Виктор опять с недоумением посмотрел на Татьяну, будто она могла ответить ему, в чем тут дело.

— Чокнулся он, что ли? — пробормотал Виктор и пошел за Федором Ивановичем в другую комнату.

— Как — уехала? — спросил он, стоя на пороге.

— А вот так! За ней этот пьяница из деревни заявился! Охмурил и увез! Увез, понятно?!

— Какой пьяница? — Виктор даже вздрогнул.

Федор Иванович молчал, смотрел в окно.

— Какой пьяница? — Виктор шагнул в комнату, взял Федора Ивановича за плечо, повернул к себе. По лицу отчима текли слезы.
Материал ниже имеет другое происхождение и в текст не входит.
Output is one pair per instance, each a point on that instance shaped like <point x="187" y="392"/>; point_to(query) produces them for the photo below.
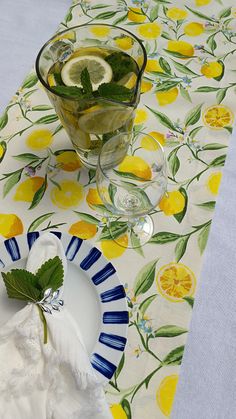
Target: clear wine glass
<point x="131" y="180"/>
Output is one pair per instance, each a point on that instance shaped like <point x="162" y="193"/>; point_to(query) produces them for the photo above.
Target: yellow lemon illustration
<point x="193" y="29"/>
<point x="114" y="249"/>
<point x="124" y="43"/>
<point x="218" y="116"/>
<point x="140" y="116"/>
<point x="153" y="65"/>
<point x="167" y="97"/>
<point x="176" y="14"/>
<point x="39" y="139"/>
<point x="83" y="229"/>
<point x="100" y="31"/>
<point x="181" y="47"/>
<point x="149" y="30"/>
<point x="166" y="393"/>
<point x="135" y="15"/>
<point x="213" y="182"/>
<point x="145" y="86"/>
<point x="10" y="225"/>
<point x="213" y="69"/>
<point x="118" y="412"/>
<point x="175" y="281"/>
<point x="25" y="191"/>
<point x="172" y="203"/>
<point x="137" y="166"/>
<point x="68" y="161"/>
<point x="69" y="195"/>
<point x="149" y="144"/>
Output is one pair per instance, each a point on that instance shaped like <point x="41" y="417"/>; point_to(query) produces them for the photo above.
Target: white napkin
<point x="53" y="380"/>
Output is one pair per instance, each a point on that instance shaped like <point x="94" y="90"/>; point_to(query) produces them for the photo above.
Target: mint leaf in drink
<point x="114" y="91"/>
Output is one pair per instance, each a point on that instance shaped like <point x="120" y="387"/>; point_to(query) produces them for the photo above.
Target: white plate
<point x="92" y="293"/>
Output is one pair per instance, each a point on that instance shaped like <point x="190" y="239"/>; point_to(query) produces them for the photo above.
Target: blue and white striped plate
<point x="92" y="292"/>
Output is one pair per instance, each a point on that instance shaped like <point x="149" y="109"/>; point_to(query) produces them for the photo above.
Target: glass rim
<point x="144" y="183"/>
<point x="140" y="73"/>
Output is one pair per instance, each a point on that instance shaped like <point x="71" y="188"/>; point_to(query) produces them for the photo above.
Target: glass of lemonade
<point x="92" y="75"/>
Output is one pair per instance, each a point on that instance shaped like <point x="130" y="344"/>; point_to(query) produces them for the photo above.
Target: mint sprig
<point x="26" y="286"/>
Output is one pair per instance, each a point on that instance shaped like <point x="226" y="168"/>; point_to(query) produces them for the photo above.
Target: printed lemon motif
<point x="83" y="230"/>
<point x="137" y="166"/>
<point x="39" y="139"/>
<point x="69" y="195"/>
<point x="153" y="65"/>
<point x="135" y="15"/>
<point x="100" y="31"/>
<point x="149" y="30"/>
<point x="213" y="182"/>
<point x="118" y="412"/>
<point x="218" y="116"/>
<point x="141" y="116"/>
<point x="166" y="393"/>
<point x="175" y="281"/>
<point x="193" y="29"/>
<point x="10" y="225"/>
<point x="114" y="249"/>
<point x="68" y="161"/>
<point x="26" y="190"/>
<point x="181" y="47"/>
<point x="149" y="144"/>
<point x="168" y="97"/>
<point x="213" y="69"/>
<point x="176" y="14"/>
<point x="172" y="203"/>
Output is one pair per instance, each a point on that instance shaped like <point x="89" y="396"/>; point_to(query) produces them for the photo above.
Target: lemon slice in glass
<point x="99" y="70"/>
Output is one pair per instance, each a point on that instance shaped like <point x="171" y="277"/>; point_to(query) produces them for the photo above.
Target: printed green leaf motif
<point x="169" y="331"/>
<point x="38" y="221"/>
<point x="146" y="303"/>
<point x="145" y="278"/>
<point x="164" y="237"/>
<point x="3" y="120"/>
<point x="30" y="81"/>
<point x="180" y="248"/>
<point x="39" y="194"/>
<point x="174" y="357"/>
<point x="202" y="238"/>
<point x="50" y="274"/>
<point x="193" y="116"/>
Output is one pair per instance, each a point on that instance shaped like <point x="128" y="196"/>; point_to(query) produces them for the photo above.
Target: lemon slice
<point x="99" y="70"/>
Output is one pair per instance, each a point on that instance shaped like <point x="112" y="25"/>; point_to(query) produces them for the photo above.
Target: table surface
<point x="159" y="333"/>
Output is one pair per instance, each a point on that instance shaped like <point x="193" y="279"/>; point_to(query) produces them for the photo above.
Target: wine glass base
<point x="139" y="231"/>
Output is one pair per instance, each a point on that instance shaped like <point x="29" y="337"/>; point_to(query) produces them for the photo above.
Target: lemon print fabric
<point x="176" y="281"/>
<point x="166" y="393"/>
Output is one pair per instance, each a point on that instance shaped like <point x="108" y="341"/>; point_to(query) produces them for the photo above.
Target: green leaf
<point x="164" y="237"/>
<point x="146" y="303"/>
<point x="12" y="180"/>
<point x="169" y="331"/>
<point x="202" y="238"/>
<point x="20" y="284"/>
<point x="38" y="221"/>
<point x="179" y="217"/>
<point x="3" y="120"/>
<point x="30" y="81"/>
<point x="49" y="119"/>
<point x="50" y="274"/>
<point x="39" y="194"/>
<point x="145" y="278"/>
<point x="193" y="116"/>
<point x="163" y="119"/>
<point x="180" y="248"/>
<point x="87" y="217"/>
<point x="174" y="357"/>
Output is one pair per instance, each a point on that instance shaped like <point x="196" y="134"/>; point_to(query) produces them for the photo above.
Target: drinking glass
<point x="131" y="180"/>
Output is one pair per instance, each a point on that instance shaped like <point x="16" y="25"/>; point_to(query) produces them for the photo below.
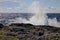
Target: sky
<point x="38" y="7"/>
<point x="24" y="5"/>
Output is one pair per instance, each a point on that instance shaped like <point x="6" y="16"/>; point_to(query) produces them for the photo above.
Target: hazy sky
<point x="23" y="5"/>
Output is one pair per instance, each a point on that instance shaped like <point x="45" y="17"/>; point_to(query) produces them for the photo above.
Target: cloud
<point x="39" y="11"/>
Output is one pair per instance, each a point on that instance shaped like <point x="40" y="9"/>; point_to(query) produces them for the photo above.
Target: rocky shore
<point x="29" y="32"/>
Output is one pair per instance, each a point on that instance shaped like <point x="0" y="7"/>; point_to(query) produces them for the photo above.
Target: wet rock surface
<point x="31" y="32"/>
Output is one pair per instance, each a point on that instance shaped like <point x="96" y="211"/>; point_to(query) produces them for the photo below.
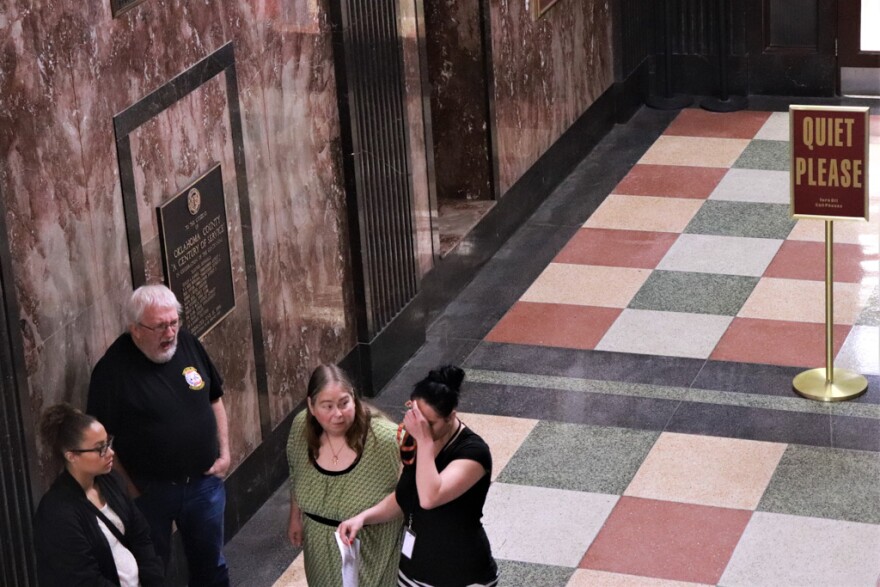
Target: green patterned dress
<point x="339" y="496"/>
— Степан Егорыч твой любимый… Даже в дом заявился, наглости хватило… Они вдвоем собрались и уехали… — Федор Иванович достал платок, трубно высморкался, красными глазами посмотрел на Виктора. — Разве ж это по-людски, а? Разве я ей плохой муж был? Обижал или что другое плохое делал?

Виктор медленно побрел из комнаты.

— Зарплату до копейки в дом тащил, с работы — домой, из дома — на работу… Э-эх! — Он опять высморкался, сказал спокойнее: — Она тебе там записку написала… На кухне лежит…
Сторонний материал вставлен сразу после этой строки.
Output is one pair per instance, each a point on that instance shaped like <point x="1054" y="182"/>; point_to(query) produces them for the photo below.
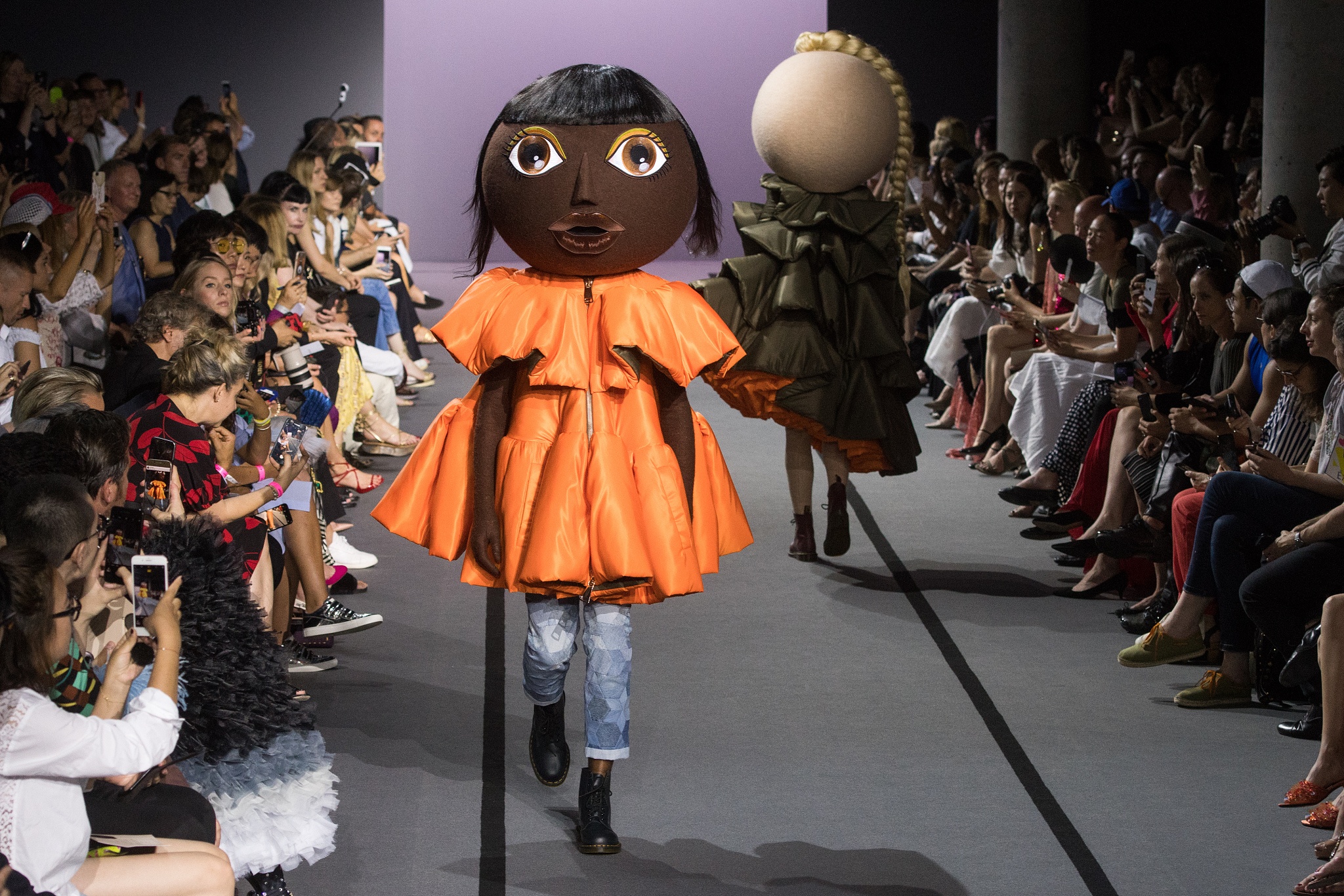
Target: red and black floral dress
<point x="202" y="485"/>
Виктор пошел на кухню, разыскал среди груды немытой посуды скомканную записку.

«…Витенька, милый, драгоценный мой, ты меня поймешь и простишь. Ты теперь вон какой сокол стал, крылья вон какие выросли… А без меня человек один мается, мучается… Люблю я его, Витенька, все эти годы любила… А теперь вот взяла и решила. Ты меня не обессудь. Ты теперь взрослый, умный, все поймешь… Не ругай сильно. Приезжай. Вот адрес…».

Виктор несколько раз перечитывал записку, хмурился, губы плотно сжаты, под скулами ходили желваки. Он стоял у окна и все читал и читал. В кухню вошла Татьяна, бесшумно приблизилась к нему, обняла за плечи, прижалась щекой к спине.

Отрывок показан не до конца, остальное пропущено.